Enciclopedia

candelòtto, sm. 1 Candela corta e grossa. 2 Tipo di pasta simile ai cannelloni. 3 Oggetto di forma cilindrica usato per diversi scopi. Quello lacrimogeno serve per diffondere gas irritanti, quello di dinamite come contenitore per l'esplosivo. 
Càndia Città della Grecia (102.000 ab.), capoluogo del nomo omonimo (2.641 km2, 244.000 ab.), sulla sponda settentrionale dell'isola di Creta. Il primo nucleo della città fu costruito dagli arabi e prese il nome di Khandak; in seguito passò ai bizantini e, nel 1204, ai veneziani. L'odierno nome greco HerŠklion deriva da quello dell'antico porto di Cnosso, di cui probabilmente era sede. 

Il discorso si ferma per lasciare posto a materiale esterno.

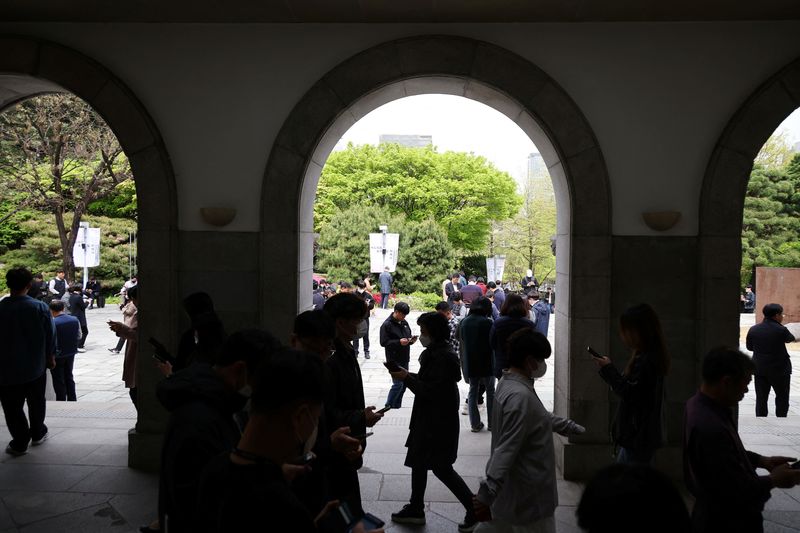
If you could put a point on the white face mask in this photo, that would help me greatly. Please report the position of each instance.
(540, 371)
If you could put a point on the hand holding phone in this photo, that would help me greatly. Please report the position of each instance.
(594, 352)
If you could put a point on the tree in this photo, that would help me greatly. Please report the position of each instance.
(526, 238)
(464, 193)
(424, 260)
(58, 156)
(771, 220)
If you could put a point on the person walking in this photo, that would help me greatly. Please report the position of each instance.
(77, 308)
(519, 492)
(476, 359)
(27, 349)
(396, 339)
(129, 331)
(433, 431)
(719, 472)
(68, 335)
(638, 429)
(385, 280)
(767, 341)
(513, 317)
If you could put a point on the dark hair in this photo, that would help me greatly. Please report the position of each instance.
(481, 306)
(436, 324)
(443, 306)
(526, 342)
(514, 306)
(724, 361)
(643, 321)
(345, 305)
(18, 278)
(253, 346)
(772, 310)
(287, 378)
(314, 324)
(650, 497)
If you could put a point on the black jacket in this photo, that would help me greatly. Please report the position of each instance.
(434, 427)
(476, 350)
(502, 329)
(200, 427)
(639, 424)
(391, 333)
(767, 341)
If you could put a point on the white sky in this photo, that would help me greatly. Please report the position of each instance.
(464, 125)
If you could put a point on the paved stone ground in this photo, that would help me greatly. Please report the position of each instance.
(78, 480)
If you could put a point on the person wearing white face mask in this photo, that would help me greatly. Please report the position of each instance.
(246, 490)
(519, 493)
(434, 428)
(202, 400)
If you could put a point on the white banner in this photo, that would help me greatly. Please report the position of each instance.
(495, 266)
(87, 245)
(377, 246)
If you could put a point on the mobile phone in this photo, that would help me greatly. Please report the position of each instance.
(594, 352)
(392, 366)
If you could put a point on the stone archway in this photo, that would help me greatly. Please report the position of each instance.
(30, 66)
(722, 203)
(513, 86)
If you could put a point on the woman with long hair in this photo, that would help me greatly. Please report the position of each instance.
(638, 429)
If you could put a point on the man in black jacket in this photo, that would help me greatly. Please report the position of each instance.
(344, 405)
(202, 400)
(767, 341)
(396, 339)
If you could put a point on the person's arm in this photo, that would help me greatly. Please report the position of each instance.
(510, 441)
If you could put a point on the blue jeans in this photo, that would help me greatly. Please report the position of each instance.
(395, 397)
(474, 394)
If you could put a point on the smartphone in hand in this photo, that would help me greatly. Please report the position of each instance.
(594, 352)
(392, 366)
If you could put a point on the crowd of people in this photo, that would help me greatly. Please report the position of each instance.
(266, 436)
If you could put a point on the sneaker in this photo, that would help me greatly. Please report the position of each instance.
(469, 524)
(409, 515)
(40, 440)
(15, 452)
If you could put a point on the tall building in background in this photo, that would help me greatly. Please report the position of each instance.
(412, 141)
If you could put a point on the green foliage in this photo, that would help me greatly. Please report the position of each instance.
(771, 220)
(40, 253)
(419, 301)
(121, 203)
(464, 193)
(425, 257)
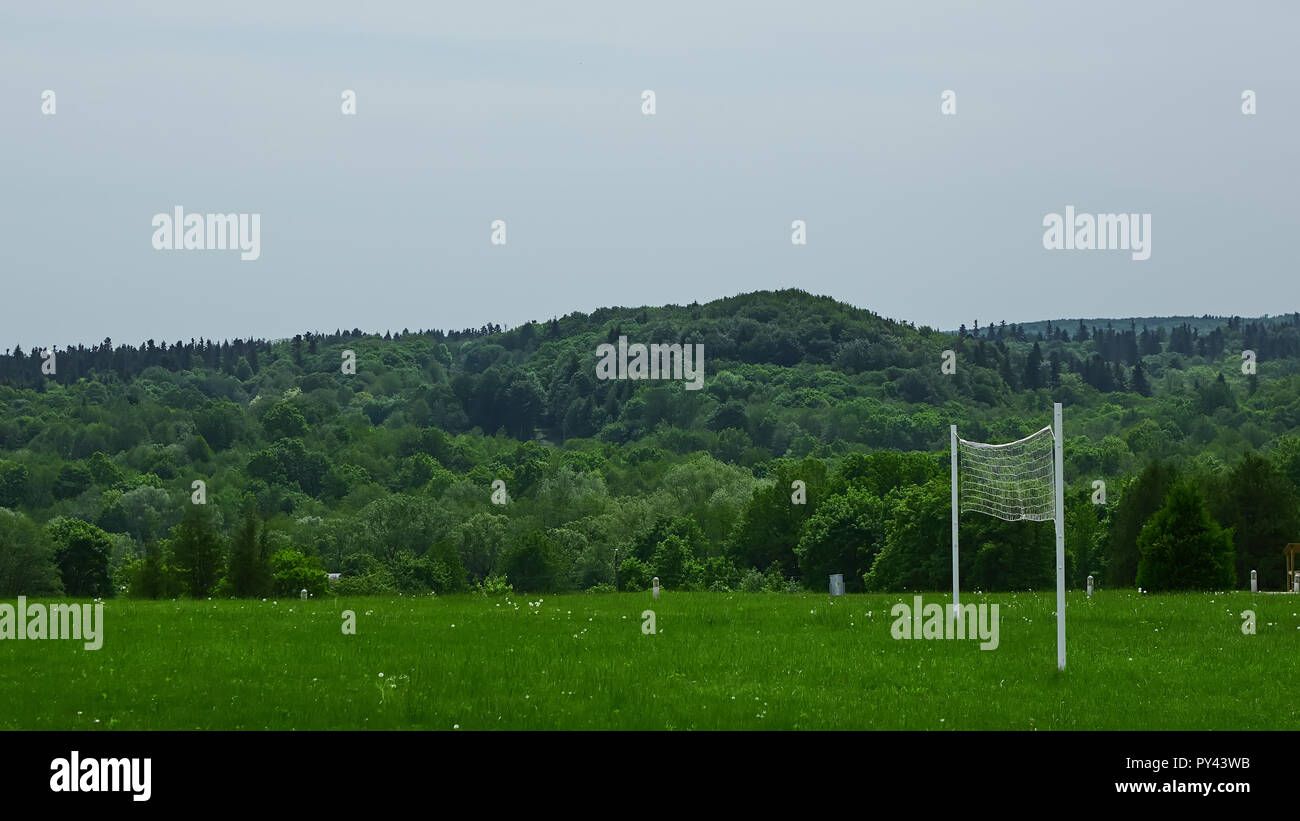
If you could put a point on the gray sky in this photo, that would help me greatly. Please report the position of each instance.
(767, 112)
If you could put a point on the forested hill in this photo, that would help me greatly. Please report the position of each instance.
(386, 473)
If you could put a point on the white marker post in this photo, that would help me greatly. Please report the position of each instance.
(1060, 524)
(956, 585)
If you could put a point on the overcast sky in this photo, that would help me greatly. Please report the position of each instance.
(766, 113)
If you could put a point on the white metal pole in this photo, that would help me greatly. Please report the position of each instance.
(956, 572)
(1060, 522)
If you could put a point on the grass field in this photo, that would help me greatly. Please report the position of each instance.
(718, 661)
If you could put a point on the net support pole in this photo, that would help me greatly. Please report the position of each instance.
(1060, 525)
(956, 581)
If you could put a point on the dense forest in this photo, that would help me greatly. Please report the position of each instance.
(477, 459)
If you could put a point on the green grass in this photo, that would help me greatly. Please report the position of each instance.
(719, 661)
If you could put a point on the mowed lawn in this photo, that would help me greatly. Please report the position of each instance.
(718, 661)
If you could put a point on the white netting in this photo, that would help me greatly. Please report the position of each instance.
(1010, 481)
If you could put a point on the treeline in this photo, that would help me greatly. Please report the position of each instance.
(385, 476)
(879, 518)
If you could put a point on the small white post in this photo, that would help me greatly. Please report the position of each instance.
(1060, 524)
(956, 583)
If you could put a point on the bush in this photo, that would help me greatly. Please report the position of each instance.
(495, 586)
(293, 570)
(635, 574)
(82, 552)
(1183, 548)
(373, 582)
(752, 581)
(26, 557)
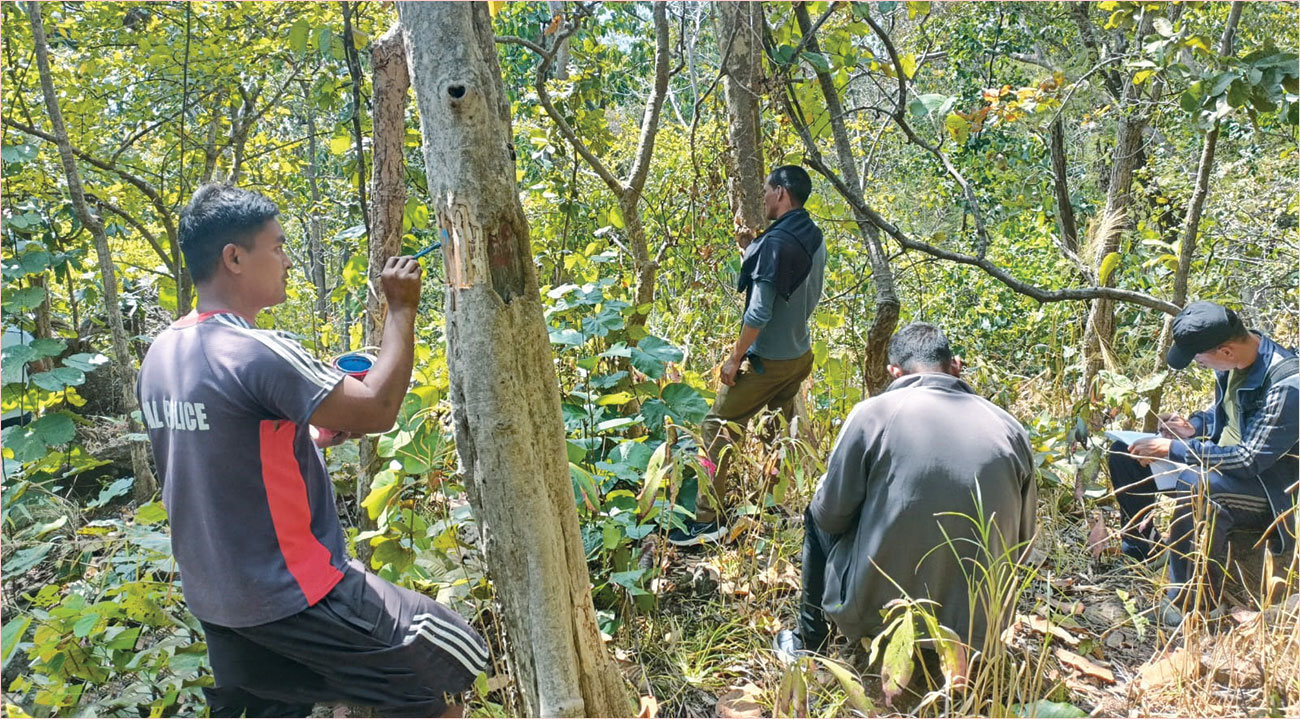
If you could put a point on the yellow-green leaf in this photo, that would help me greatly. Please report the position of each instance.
(1108, 267)
(909, 64)
(958, 128)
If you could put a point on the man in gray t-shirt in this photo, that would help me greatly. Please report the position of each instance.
(287, 616)
(781, 276)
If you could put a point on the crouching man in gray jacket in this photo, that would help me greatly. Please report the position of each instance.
(906, 466)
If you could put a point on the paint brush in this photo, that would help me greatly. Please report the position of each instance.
(432, 247)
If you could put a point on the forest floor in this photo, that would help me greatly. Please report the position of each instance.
(1084, 633)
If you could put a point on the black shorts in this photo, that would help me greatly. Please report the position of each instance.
(367, 642)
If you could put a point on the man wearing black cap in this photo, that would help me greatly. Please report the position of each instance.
(1242, 451)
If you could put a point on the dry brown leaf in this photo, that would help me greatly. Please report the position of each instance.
(1043, 627)
(649, 707)
(1178, 666)
(1244, 616)
(1084, 666)
(741, 701)
(1238, 671)
(1064, 606)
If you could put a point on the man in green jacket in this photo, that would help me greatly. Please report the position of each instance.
(914, 468)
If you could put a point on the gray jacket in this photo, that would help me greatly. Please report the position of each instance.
(926, 446)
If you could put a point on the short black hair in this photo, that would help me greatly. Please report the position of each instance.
(919, 346)
(220, 215)
(794, 180)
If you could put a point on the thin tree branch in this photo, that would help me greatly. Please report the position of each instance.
(901, 120)
(654, 104)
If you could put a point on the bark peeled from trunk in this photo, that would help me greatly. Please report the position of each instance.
(390, 83)
(315, 222)
(1100, 330)
(122, 364)
(882, 274)
(628, 194)
(739, 43)
(1061, 186)
(508, 431)
(388, 173)
(1191, 229)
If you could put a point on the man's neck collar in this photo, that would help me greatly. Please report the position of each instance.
(212, 299)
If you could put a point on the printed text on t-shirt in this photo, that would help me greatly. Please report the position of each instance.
(176, 415)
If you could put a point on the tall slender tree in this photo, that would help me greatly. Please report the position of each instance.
(122, 363)
(506, 406)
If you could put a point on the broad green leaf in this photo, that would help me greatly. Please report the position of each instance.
(567, 336)
(655, 471)
(12, 633)
(1049, 710)
(112, 492)
(897, 665)
(17, 152)
(909, 64)
(584, 486)
(25, 298)
(685, 403)
(56, 428)
(958, 128)
(86, 362)
(152, 512)
(628, 580)
(653, 354)
(25, 559)
(384, 488)
(853, 689)
(59, 379)
(298, 35)
(341, 144)
(818, 60)
(83, 626)
(618, 398)
(1108, 265)
(930, 103)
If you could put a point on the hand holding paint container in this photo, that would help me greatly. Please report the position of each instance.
(354, 364)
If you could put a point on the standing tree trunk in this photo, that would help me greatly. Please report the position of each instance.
(125, 368)
(740, 43)
(1100, 330)
(1061, 186)
(1191, 228)
(315, 222)
(390, 83)
(510, 436)
(557, 8)
(627, 194)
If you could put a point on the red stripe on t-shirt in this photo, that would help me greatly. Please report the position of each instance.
(291, 515)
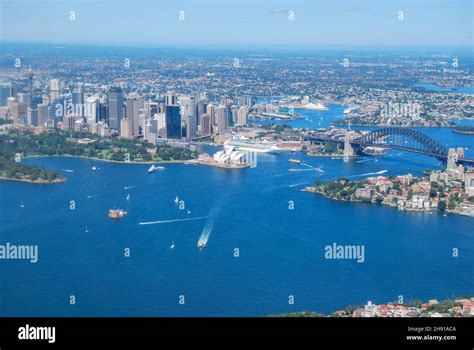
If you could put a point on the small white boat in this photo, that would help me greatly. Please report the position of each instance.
(154, 168)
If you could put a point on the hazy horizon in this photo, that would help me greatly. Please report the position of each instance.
(301, 23)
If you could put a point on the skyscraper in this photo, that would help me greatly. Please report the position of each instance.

Iraklion o Iraklio è il nome odierno di Candia, capoluogo dell'isola già ai tempi della dominazione veneziana, situata circa a metà della costa settentrionale. La città moderna ha superato la cinta delle mura veneziane, che tuttavia ne costituiscono ancora la nota dominante. Anche gli altri elementi di maggior interesse d'Iraklion risalgono al periodo veneziano, come l'elegante fontana Morosini, la fontana Bembo, la basilica di San Marco, la loggia Veneziana e la fortezza prospiciente il mare. La parte moderna della città, invece, è costituita da edifici piuttosto anomimi, costruiti in modo caotico al di qua e al di là delle mura. Iraklion ospita tuttavia un museo archeologico di straordinario interesse, in quanto costituisce la maggior raccolta di testimonianze della civiltà minoica, ordinate cronologicamente e suddivise per luoghi di ritrovamento. Tra i numerosi pezzi conservati, si segnalano quelli di maggior importanza, tra cui il disco di Festo, i vasi di Kamares, il vaso detto Testa di Toro, le statuine della Dea dei Serpenti, il Rython dei Mietitori, il Vaso del Pugile, la Coppa del Principe, le tavolette in lineare A e lineare B, il sarcofago di Agia Triada e gli affreschi del palazzo di Cnosso (l'affresco della Processione, della Tauromachia, dei Grifoni, dei Delfini). 
Guerra di Candia 
Scoppiata nel 1645 in seguito all'attacco dell'isola da parte dei turchi, fu caratterizzata da un lunghissimo assedio alla città che durò ben ventitré anni, al termine del quale la guarnigione veneziana comandata da Morosini dovette capitolare (1669). 
Càndia Canavése Comune in provincia di Torino (1.319 ab., CAP 10010, TEL. 011). 
Càndia Lomellìna Comune in provincia di Pavia (1.702 ab., CAP 27031, TEL. 0384). 
Candiàna Comune in provincia di Padova (2.386 ab., CAP 35020, TEL. 049). 
candid camera, loc. sost. f. invar. Ripresa televisiva o cinematografica realizzata all'insaputa delle persone che ne sono oggetto. 
càndida, sf. Genere di miceti che provoca manifestazioni a livello cutaneo, mucoso e sistemico nell'organismo umano. Nei soggetti sani è difficilmente riscontrabile sulla superficie cutanea, mentre è sempre presente nelle feci e nelle mucose del cavo orale e della vagina. L'infezione causata da tali funghi (candidosi) è abitualmente infettiva. Spesso può anche essere sintomo di diabete mellito. I miceti penetrano nell'organismo utilizzando una ferita non perfettamente disinfettata. Nei bambini, è molto frequente la candidosi delle mucose orali, più nota con il nome di mughetto. Eliminate le cause dell'infezione, è possibile curarla mediante terapie antimicotiche. 
Càndida (geografia) Comune in provincia di Avellino (1.042 ab., CAP 83040, TEL. 0825). 
Candida (letteratura) Commedia di G. B. Shaw (1895). 
candidaménte, avv. Con candore, ingenuità. ~ schiettamente, spontaneamente. <> scaltramente, maliziosamente.